Westpac's Jason Yetton has highlighted that businesses need to begin responding better to technology changes, and believes raising education levels and investing in R&D is the way to go.

Jason Yetton, Westpac Group executive in retail and business banking, believes raising education standards, providing more support for small to medium enterprises, and ensuring that government polices support research and development will help businesses better respond to the technology-related changes that are currently occurring.

During his presentation at the Trans-Tasman Business Circle in Sydney, Yetton highlighted that all industries, including banking, have entered into a world where business as usual is no longer good enough, and digitisation is customer led -- not business led.

He said that despite a general awareness by industries that times are changing, more support is needed. For example, he said the education sector could potentially lead in this by taking advantage of the emerging middle class in countries such as India and China.

"This is Australia's largest non-export industry and the third-largest after iron ore and coal, generating about AU$15 billion in revenues each year. The opportunities presented by the emerging demand for education and reskilling in the Asia-Pacific, including through online technologies, are immense," Yetton said.

Education is also another key area that will help support 60 percent of Australian SMEs that do not have the skills to make the most of online services, Yetton said.

"As we know, online sales have increased significantly, growing by 25 percent from 2011 to 2012. While the rate of growth has slowed in 2014 to about 13 percent, it is still growing at a faster rate than traditional retail.

"So we need to provide forums and avenues for education and advice on technology and online for our SMEs," he said.

At the same time, Yetton pointed out that Australia is not investing enough in R&D because factors such as government policies, grants, tax incentives, and projects such as the National Broadband Network (NBN) are hindrances. In comparison to global counterparts -- such as the United States, which will spend around 2.8 percent of its total GDP on R&D -- he said Australia will only spend AU$9.2 billion on R&D in 2014-15, which translates to only 0.56 percent of GDP.

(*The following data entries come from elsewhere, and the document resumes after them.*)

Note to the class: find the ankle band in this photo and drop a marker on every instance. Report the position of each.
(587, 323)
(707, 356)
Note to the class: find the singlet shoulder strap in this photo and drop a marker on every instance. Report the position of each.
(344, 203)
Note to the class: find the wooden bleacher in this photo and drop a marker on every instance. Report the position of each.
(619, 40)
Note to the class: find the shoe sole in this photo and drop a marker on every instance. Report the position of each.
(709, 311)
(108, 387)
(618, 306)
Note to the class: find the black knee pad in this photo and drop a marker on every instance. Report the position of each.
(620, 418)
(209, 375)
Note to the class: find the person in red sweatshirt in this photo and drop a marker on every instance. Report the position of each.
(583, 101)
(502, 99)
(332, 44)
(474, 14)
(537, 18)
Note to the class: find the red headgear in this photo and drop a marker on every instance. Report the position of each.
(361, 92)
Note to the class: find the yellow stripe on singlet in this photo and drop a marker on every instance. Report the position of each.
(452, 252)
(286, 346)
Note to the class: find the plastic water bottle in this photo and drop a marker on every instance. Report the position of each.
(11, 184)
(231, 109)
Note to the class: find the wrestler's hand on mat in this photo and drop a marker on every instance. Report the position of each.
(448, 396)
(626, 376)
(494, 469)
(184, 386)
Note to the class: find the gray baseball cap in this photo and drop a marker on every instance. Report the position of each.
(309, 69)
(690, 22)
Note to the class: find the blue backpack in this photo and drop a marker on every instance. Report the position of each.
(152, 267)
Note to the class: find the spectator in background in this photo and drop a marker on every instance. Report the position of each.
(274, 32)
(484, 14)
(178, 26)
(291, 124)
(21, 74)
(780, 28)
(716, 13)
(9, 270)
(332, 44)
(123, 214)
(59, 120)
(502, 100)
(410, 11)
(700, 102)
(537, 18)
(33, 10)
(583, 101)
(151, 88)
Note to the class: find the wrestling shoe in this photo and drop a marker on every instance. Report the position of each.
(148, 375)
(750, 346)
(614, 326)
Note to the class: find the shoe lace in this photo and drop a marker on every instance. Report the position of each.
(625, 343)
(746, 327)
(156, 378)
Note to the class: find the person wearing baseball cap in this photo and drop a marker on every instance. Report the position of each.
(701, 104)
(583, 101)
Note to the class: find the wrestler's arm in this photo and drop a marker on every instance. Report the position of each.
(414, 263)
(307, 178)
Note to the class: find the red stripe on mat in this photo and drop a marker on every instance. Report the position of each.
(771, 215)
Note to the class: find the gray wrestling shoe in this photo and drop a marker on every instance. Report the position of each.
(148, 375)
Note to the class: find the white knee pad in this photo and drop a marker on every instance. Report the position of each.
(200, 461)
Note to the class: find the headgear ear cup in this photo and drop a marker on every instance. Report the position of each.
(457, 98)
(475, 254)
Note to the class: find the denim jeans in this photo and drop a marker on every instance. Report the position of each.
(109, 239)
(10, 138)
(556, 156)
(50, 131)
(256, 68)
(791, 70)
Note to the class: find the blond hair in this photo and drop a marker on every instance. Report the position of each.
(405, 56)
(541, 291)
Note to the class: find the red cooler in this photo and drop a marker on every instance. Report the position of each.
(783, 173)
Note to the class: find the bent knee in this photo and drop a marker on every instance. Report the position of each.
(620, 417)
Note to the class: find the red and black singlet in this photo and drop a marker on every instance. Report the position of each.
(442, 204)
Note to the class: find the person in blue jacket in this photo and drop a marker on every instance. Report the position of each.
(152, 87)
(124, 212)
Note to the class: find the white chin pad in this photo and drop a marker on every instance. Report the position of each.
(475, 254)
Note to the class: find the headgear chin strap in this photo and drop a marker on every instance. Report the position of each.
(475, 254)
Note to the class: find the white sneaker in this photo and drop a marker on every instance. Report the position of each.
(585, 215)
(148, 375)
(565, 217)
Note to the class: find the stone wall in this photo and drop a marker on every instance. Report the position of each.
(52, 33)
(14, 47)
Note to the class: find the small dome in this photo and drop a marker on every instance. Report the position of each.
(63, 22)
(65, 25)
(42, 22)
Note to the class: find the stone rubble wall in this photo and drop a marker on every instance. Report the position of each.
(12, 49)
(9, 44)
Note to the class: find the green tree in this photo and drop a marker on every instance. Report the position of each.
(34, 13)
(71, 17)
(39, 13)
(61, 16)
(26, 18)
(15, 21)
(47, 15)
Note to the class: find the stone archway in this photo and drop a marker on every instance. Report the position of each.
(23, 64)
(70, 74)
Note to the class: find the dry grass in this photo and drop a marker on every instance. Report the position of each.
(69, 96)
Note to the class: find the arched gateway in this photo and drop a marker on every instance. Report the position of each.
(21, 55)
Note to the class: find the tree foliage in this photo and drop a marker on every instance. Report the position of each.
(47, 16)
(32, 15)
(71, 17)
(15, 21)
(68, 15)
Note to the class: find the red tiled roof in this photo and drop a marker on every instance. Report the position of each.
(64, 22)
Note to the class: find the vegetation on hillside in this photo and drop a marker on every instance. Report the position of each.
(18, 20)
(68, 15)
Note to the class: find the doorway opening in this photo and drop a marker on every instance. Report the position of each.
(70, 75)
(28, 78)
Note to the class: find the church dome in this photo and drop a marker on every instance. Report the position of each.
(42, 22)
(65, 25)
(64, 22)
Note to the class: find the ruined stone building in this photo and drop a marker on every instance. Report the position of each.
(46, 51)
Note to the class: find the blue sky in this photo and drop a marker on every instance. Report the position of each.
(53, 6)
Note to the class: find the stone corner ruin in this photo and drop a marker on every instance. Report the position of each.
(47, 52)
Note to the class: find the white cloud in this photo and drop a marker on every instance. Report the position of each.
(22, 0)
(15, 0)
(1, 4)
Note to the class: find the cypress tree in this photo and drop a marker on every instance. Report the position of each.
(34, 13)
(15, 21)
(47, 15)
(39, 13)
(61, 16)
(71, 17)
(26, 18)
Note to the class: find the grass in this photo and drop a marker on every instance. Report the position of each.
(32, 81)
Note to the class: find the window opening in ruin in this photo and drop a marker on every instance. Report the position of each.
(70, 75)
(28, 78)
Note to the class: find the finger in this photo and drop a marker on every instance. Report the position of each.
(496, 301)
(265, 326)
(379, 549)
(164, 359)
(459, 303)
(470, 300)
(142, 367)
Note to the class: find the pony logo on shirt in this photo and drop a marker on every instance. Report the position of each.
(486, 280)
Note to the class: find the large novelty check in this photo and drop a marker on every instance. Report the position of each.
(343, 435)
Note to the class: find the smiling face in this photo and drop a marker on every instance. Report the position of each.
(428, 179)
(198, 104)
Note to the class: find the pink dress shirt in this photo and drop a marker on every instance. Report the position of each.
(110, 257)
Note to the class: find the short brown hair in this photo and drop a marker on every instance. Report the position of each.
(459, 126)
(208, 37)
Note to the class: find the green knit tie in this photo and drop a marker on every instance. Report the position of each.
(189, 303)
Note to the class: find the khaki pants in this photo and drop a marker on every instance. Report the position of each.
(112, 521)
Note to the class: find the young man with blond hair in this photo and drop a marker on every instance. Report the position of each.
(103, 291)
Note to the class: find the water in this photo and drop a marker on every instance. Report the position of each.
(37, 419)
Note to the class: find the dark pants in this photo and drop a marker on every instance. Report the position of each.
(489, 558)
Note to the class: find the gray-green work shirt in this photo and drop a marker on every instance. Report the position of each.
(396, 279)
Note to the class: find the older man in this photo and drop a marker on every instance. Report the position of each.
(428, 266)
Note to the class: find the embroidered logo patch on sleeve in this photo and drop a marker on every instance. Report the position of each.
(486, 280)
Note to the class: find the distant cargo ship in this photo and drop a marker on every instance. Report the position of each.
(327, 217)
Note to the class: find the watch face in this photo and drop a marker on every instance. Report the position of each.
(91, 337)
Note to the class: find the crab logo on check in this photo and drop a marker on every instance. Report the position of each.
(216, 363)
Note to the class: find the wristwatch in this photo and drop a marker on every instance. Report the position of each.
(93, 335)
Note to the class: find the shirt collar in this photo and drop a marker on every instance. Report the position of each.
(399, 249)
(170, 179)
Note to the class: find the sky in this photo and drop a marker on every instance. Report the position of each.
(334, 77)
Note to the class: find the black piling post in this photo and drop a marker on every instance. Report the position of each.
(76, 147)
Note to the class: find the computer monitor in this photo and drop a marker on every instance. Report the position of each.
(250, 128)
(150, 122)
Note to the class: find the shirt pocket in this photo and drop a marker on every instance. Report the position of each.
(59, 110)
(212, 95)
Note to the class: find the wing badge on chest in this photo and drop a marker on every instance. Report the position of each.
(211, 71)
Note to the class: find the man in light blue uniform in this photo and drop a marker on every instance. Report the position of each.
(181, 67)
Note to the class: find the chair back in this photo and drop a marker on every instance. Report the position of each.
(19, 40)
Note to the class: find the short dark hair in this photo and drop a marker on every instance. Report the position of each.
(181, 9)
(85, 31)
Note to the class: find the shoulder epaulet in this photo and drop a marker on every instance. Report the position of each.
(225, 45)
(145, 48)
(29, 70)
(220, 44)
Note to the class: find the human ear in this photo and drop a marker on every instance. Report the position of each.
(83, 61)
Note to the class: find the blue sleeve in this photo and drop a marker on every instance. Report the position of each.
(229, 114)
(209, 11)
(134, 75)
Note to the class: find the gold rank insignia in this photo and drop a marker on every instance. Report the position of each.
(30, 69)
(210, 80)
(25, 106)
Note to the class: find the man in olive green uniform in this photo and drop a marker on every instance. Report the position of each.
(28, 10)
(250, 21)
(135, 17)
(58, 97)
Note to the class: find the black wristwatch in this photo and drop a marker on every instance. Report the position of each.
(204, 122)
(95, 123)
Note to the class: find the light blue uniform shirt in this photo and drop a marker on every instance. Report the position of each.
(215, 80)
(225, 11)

When it came to speaking about where Westpac stands in all of these changes, Yetton admitted that the "digital era" is forcing the bank to rework its operations and products. However, he noted that conventional channels such as its branches will continue to play an important role -- but not in the "traditional manner".

For instance, Westpac recently announced that it is investing AU$40 million to roll out 150 Bank Now branches over the next three years to rural Australia, which are smaller and fitted out with tablets and video-conferencing facilities.

The Bank Now branches are part of Westpac's overall "digitisation" program. Last year, Westpac's focus on technology helped it achieve profit of AU$3.6 billion for the first half of the 2014 financial year.